Trifluoroacetic acid (0.5 ml, 6.49 mmol) was added to a solution of 1,1-dimethylethyl 3-[2-(5-{3-chloro-4-[(1-methylethyl)oxy]phenyl}-1,3,4-thiadiazol-2-yl)-3-methyl-2,4,6,7-tetrahydro-5H-pyrazolo[4,3-c]pyridin-5-yl]propanoate (Preparation 6) (84 mg, 0.162 mmol) in DCM (3 ml) at room temperature under nitrogen and the resulting mixture was stirred at this temperature for 5 hours, then diluted with DCM and concentrated in vacuo. The residue was triturated with a mixture of AcOEt and c-hexane and the solid formed was filtered off and dried under vacuum to give 3-[2-(5-{3-chloro-4-[(1-methylethyl)oxy]phenyl}-1,3,4-thiadiazol-2-yl)-3-methyl-2,4,6,7-tetrahydro-5H-pyrazolo[4,3-c]pyridin-5-yl]propanoic acid trifluoroacetic acid salt (63 mg, 68%) as a pale yellow solid.

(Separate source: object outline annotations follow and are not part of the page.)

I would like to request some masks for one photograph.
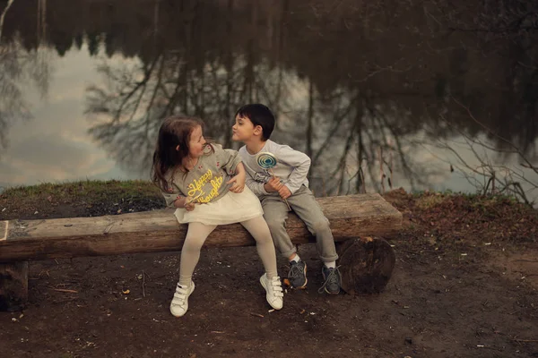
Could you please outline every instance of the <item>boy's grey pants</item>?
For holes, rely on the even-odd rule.
[[[289,259],[297,249],[286,232],[288,206],[278,193],[264,195],[260,198],[264,208],[264,217],[267,221],[271,235],[277,251]],[[302,185],[294,194],[288,198],[290,207],[297,216],[305,222],[307,227],[316,236],[316,245],[319,257],[324,262],[334,261],[338,259],[334,247],[334,239],[329,227],[329,220],[325,217],[314,194]]]

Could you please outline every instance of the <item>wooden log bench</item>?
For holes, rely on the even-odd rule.
[[[402,214],[378,194],[317,199],[337,243],[343,289],[350,294],[383,290],[395,253],[383,236],[397,232]],[[181,250],[187,225],[172,209],[115,216],[0,222],[0,311],[22,307],[28,299],[28,261],[82,256]],[[315,242],[291,213],[287,231],[294,243]],[[255,245],[239,224],[217,227],[206,247]]]

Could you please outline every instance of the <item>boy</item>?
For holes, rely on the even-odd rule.
[[[338,294],[341,286],[340,272],[336,268],[338,255],[329,221],[308,189],[307,174],[310,158],[289,146],[270,141],[273,129],[274,115],[264,105],[243,106],[236,113],[232,140],[245,144],[239,149],[239,155],[248,174],[247,185],[260,198],[264,217],[277,251],[290,260],[288,278],[291,286],[306,288],[307,264],[300,260],[286,232],[288,205],[284,200],[316,236],[317,252],[324,262],[325,283],[319,291]],[[256,156],[259,152],[271,152],[277,158],[277,164],[273,168],[274,177],[257,165]]]

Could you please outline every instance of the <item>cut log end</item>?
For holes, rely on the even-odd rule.
[[[377,294],[390,280],[396,260],[382,238],[348,240],[338,247],[342,289],[350,294]]]
[[[28,301],[28,261],[0,263],[0,311],[18,311]]]

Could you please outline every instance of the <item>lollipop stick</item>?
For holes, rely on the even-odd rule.
[[[273,172],[273,168],[269,168],[269,173],[271,173],[271,175],[273,175],[273,178],[276,177],[276,175],[274,175],[274,173]],[[284,200],[284,202],[286,203],[286,205],[288,206],[288,210],[291,211],[291,208],[290,208],[290,204],[288,203],[288,200],[286,199],[282,198],[282,200]]]

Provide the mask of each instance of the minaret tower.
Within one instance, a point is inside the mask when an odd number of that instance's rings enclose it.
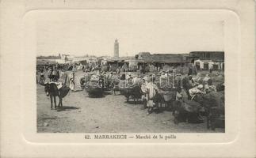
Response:
[[[117,39],[114,43],[114,57],[119,58],[119,43]]]

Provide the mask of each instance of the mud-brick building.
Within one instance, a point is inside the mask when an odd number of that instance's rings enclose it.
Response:
[[[224,51],[192,51],[189,58],[194,61],[197,70],[224,70]]]

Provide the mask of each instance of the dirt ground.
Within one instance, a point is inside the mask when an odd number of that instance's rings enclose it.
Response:
[[[171,111],[147,115],[142,104],[126,103],[124,96],[108,93],[90,98],[85,90],[70,92],[62,110],[51,110],[44,87],[37,85],[37,132],[39,133],[210,133],[204,123],[174,122]],[[59,100],[57,100],[57,102]]]

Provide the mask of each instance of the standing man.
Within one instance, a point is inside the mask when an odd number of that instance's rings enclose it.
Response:
[[[147,115],[150,115],[153,108],[155,105],[154,103],[154,97],[155,95],[159,92],[159,88],[157,85],[155,84],[155,75],[152,74],[150,77],[150,80],[148,81],[148,83],[147,84]]]

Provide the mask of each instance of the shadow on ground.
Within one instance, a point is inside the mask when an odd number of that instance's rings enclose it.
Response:
[[[57,111],[72,111],[72,110],[77,110],[79,109],[80,107],[71,107],[71,106],[63,106],[61,107],[59,107],[57,109]]]

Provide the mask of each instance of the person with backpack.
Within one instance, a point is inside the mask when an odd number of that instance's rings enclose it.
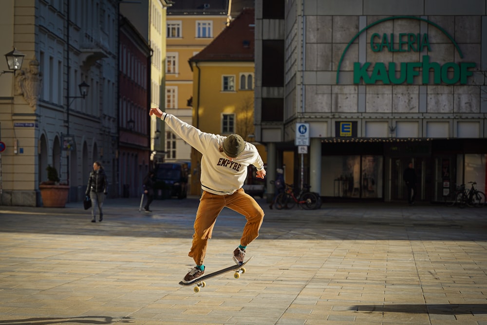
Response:
[[[284,193],[284,189],[285,188],[285,183],[284,182],[284,171],[281,168],[276,170],[277,175],[276,176],[276,180],[274,181],[274,197],[271,202],[269,208],[272,210],[272,206],[276,203],[276,199],[278,195],[281,193]]]
[[[96,222],[96,208],[98,208],[100,213],[98,221],[101,222],[103,220],[103,210],[102,208],[107,195],[107,188],[108,182],[107,174],[103,167],[99,161],[93,163],[93,170],[90,173],[88,177],[88,185],[86,187],[85,195],[90,196],[92,201],[92,215],[93,219],[92,222]]]

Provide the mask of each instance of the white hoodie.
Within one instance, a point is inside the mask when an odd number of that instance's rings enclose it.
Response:
[[[161,119],[174,133],[201,153],[201,188],[221,195],[232,194],[244,185],[247,177],[247,167],[253,165],[258,170],[264,167],[257,149],[245,143],[245,149],[230,161],[221,151],[226,136],[205,133],[183,122],[176,116],[163,113]]]

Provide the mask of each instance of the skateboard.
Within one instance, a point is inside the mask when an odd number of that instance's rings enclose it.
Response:
[[[227,272],[231,272],[231,271],[235,271],[235,272],[233,274],[233,277],[235,279],[238,279],[240,277],[240,275],[243,274],[245,273],[245,268],[244,268],[244,266],[247,264],[247,263],[252,259],[253,256],[250,256],[250,257],[244,262],[242,264],[236,264],[235,265],[228,267],[223,269],[221,269],[219,271],[216,271],[213,272],[213,273],[210,273],[206,275],[203,275],[203,276],[200,276],[197,279],[195,279],[191,282],[188,283],[185,283],[183,281],[179,282],[179,285],[180,286],[183,286],[183,287],[189,287],[189,286],[192,286],[193,285],[196,284],[196,286],[194,287],[193,289],[193,291],[195,292],[199,292],[201,288],[205,287],[206,284],[205,282],[205,280],[210,278],[212,278],[220,274],[223,274],[224,273],[226,273]]]
[[[142,192],[142,196],[140,197],[140,205],[139,206],[139,212],[142,210],[142,203],[144,203],[144,192]]]

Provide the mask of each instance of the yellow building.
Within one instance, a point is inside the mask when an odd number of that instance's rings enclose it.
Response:
[[[211,44],[189,59],[193,72],[192,125],[204,132],[236,133],[246,141],[253,141],[253,26],[254,9],[244,9]],[[258,149],[265,162],[263,147],[258,145]],[[201,158],[193,149],[192,194],[201,191]]]
[[[178,1],[168,8],[164,104],[167,113],[189,124],[192,115],[193,72],[188,60],[225,28],[228,2],[228,0],[212,1],[200,5],[201,1]],[[165,135],[165,160],[189,161],[191,147],[168,128]]]

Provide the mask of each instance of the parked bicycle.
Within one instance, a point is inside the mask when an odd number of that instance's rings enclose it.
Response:
[[[292,209],[297,203],[306,210],[319,209],[321,206],[321,199],[318,193],[309,191],[311,187],[304,184],[303,189],[295,195],[293,185],[286,184],[284,193],[281,193],[276,198],[276,209]]]
[[[450,195],[445,196],[445,205],[452,207],[458,204],[460,208],[465,208],[466,206],[477,208],[484,207],[486,204],[485,193],[475,188],[476,182],[468,182],[468,184],[471,184],[469,189],[467,189],[465,184],[461,184]]]

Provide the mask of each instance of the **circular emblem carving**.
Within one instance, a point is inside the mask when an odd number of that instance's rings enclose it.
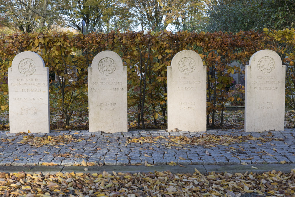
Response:
[[[196,64],[194,61],[189,57],[183,58],[178,63],[178,69],[183,74],[189,74],[192,72],[195,69]]]
[[[270,57],[264,57],[258,61],[257,67],[260,72],[268,74],[275,69],[275,65],[273,59]]]
[[[116,70],[115,61],[112,58],[105,58],[101,59],[98,63],[98,70],[105,75],[108,75]]]
[[[24,76],[32,75],[36,71],[35,62],[30,59],[24,59],[19,62],[19,71]]]

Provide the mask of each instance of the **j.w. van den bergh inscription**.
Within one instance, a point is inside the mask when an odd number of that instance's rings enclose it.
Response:
[[[167,67],[168,131],[206,131],[206,69],[193,51],[173,57]]]
[[[48,68],[39,55],[17,55],[8,68],[10,133],[49,133]]]
[[[127,69],[120,56],[97,54],[88,67],[88,86],[89,132],[127,132]]]
[[[256,52],[246,68],[245,131],[284,129],[285,66],[270,50]]]
[[[110,58],[102,59],[98,63],[98,69],[100,73],[105,75],[109,75],[116,70],[116,63]]]

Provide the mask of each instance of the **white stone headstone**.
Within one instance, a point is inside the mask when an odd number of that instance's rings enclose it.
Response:
[[[252,56],[246,68],[245,131],[284,130],[285,68],[271,50]]]
[[[189,50],[177,53],[167,67],[168,131],[206,131],[206,68]]]
[[[10,132],[49,133],[48,70],[42,58],[30,51],[14,58],[8,68]]]
[[[88,67],[89,131],[127,131],[127,68],[120,56],[106,51]]]

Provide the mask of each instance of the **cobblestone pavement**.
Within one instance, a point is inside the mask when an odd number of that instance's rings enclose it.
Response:
[[[271,132],[273,137],[284,139],[283,141],[273,140],[258,145],[260,141],[250,140],[229,146],[217,145],[206,148],[203,146],[189,144],[183,144],[182,147],[171,148],[162,145],[166,141],[160,139],[158,139],[159,143],[154,144],[126,143],[132,137],[180,135],[193,137],[200,136],[202,133],[182,131],[169,133],[164,130],[132,131],[112,134],[90,133],[88,131],[52,131],[46,135],[57,136],[70,134],[81,140],[64,145],[45,145],[37,148],[28,144],[20,143],[24,135],[16,135],[7,131],[0,131],[0,165],[41,165],[50,163],[71,166],[81,165],[83,159],[88,163],[110,165],[144,165],[146,161],[155,165],[165,165],[171,162],[181,165],[273,164],[282,161],[295,163],[295,129]],[[269,134],[268,132],[248,133],[233,130],[207,130],[206,133],[237,136],[250,134],[256,137],[266,137]],[[29,134],[39,137],[45,135]]]

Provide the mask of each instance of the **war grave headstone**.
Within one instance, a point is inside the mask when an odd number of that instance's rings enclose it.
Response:
[[[194,51],[176,55],[167,67],[168,131],[206,131],[206,66]]]
[[[10,132],[49,133],[48,69],[43,60],[22,52],[8,70]]]
[[[120,56],[106,51],[88,67],[89,131],[127,131],[127,68]]]
[[[276,52],[262,50],[246,67],[245,131],[283,131],[286,66]]]

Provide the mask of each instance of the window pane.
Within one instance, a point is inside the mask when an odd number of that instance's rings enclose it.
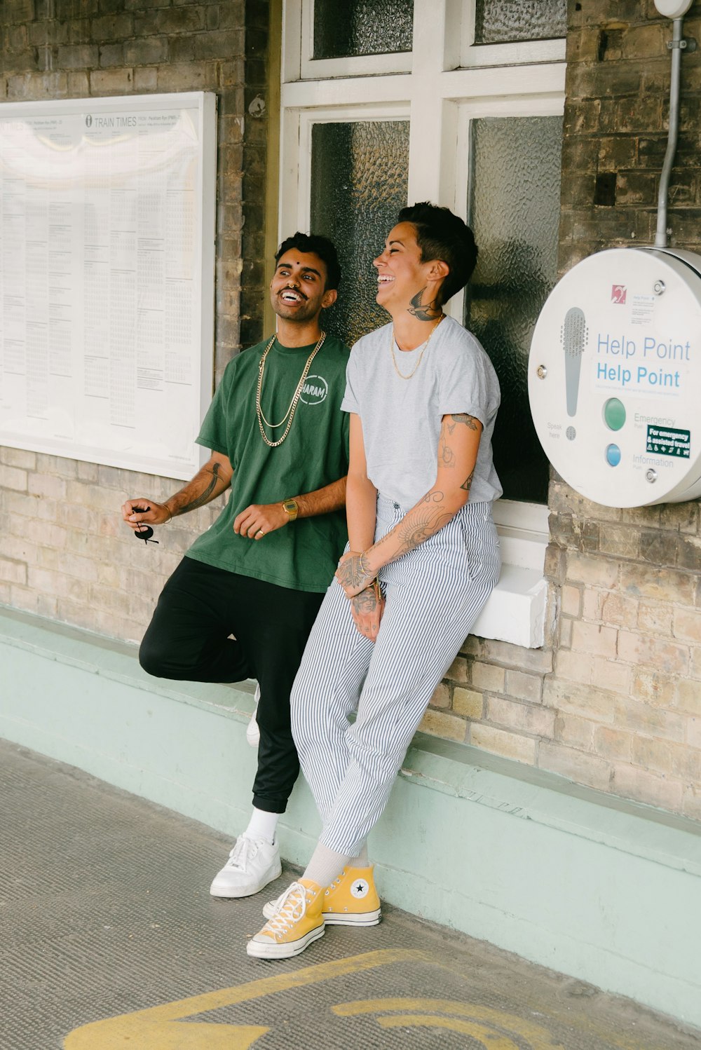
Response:
[[[552,40],[567,33],[567,0],[477,0],[475,44]]]
[[[343,274],[322,323],[348,344],[388,320],[375,301],[373,259],[406,205],[408,160],[408,121],[312,129],[312,230],[335,243]]]
[[[549,468],[528,404],[528,352],[557,274],[561,117],[471,123],[470,225],[480,249],[466,324],[502,384],[494,460],[504,495],[546,503]]]
[[[315,0],[314,58],[410,51],[413,0]]]

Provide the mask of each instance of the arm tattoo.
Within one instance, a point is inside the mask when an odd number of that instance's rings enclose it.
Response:
[[[450,419],[452,422],[447,424],[448,434],[452,434],[455,429],[456,423],[465,423],[465,426],[467,426],[470,430],[476,430],[477,428],[479,420],[475,419],[474,416],[468,416],[466,412],[459,412],[455,415],[450,416]]]
[[[472,479],[473,478],[474,478],[474,467],[472,467],[472,469],[470,471],[470,477],[466,478],[465,481],[463,482],[463,484],[460,487],[464,488],[466,492],[469,492],[470,486],[472,485]]]
[[[344,588],[360,587],[371,579],[363,565],[362,554],[353,554],[350,558],[346,558],[336,570],[336,576],[341,587]]]
[[[413,550],[451,521],[454,514],[445,510],[444,499],[443,492],[427,492],[421,501],[426,504],[426,508],[415,507],[409,511],[397,529],[397,536],[402,541],[398,558]]]
[[[204,492],[200,492],[199,496],[195,497],[194,500],[190,500],[189,503],[184,504],[178,509],[178,513],[184,514],[188,510],[195,510],[197,507],[204,507],[206,503],[209,503],[210,499],[212,498],[212,492],[214,491],[219,482],[219,469],[220,469],[219,464],[215,463],[212,467],[212,480],[210,481],[207,488],[204,490]]]
[[[455,454],[450,445],[447,444],[444,435],[441,435],[441,440],[439,442],[439,463],[441,466],[455,465]]]
[[[411,306],[409,307],[408,312],[411,314],[412,317],[416,317],[417,320],[434,321],[438,317],[441,316],[441,307],[439,307],[436,303],[436,301],[427,302],[424,306],[424,303],[422,303],[421,301],[421,297],[423,296],[425,291],[426,289],[422,288],[420,292],[417,292],[417,294],[411,299]]]

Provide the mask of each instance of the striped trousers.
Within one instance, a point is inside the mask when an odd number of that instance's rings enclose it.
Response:
[[[379,496],[376,540],[403,516]],[[323,822],[319,841],[330,849],[348,857],[362,849],[500,565],[491,504],[467,503],[380,571],[386,605],[375,643],[359,633],[343,589],[332,583],[291,695],[293,737]]]

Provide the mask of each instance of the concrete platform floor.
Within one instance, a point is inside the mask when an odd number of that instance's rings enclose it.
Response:
[[[333,927],[297,959],[249,959],[261,904],[294,873],[213,900],[229,847],[0,742],[1,1050],[701,1046],[629,1000],[397,909],[374,928]]]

LCMS: Retention time 0.96 min; [M+H]⁺=462.14

EXAMPLE 2b

3-[2-(5-{3-chloro-4-[(1-methylethyl)oxy]phenyl}-1,3,4-thiadiazol-2-yl)-3-methyl-2,4,6,7-tetrahydro-5H-pyrazolo[4,3-c]pyridin-5-yl]propanoic acid hydrochloride

1,1-dimethylethyl 3-[2-(5-{3-chloro-4-[(1-methylethyl)oxy]phenyl}-1,3,4-thiadiazol-2-yl)-3-methyl-2,4,6,7-tetrahydro-5H-pyrazolo[4,3-c]pyridin-5-yl]propanoate (Preparation 6) (36 g, 69.5 mmol) was suspended in a mixture of THF (500 mL) and 2M HCl (600 mL) and the thick suspension was heated at 50° C. for 18 h, giving a white suspension. The mixture was cooled to room temperature then filtered and the solid washed with water (2×50 mL) to give 3-[2-(5-{3-chloro-4-[(1-methylethyl)oxy]phenyl}-1,3,4-thiadiazol-2-yl)-3-methyl-2,4,6,7-tetrahydro-5H-pyrazolo[4,3-c]pyridin-5-yl]propanoic acid hydrochloride as a colourless solid (30.35 g, 88%)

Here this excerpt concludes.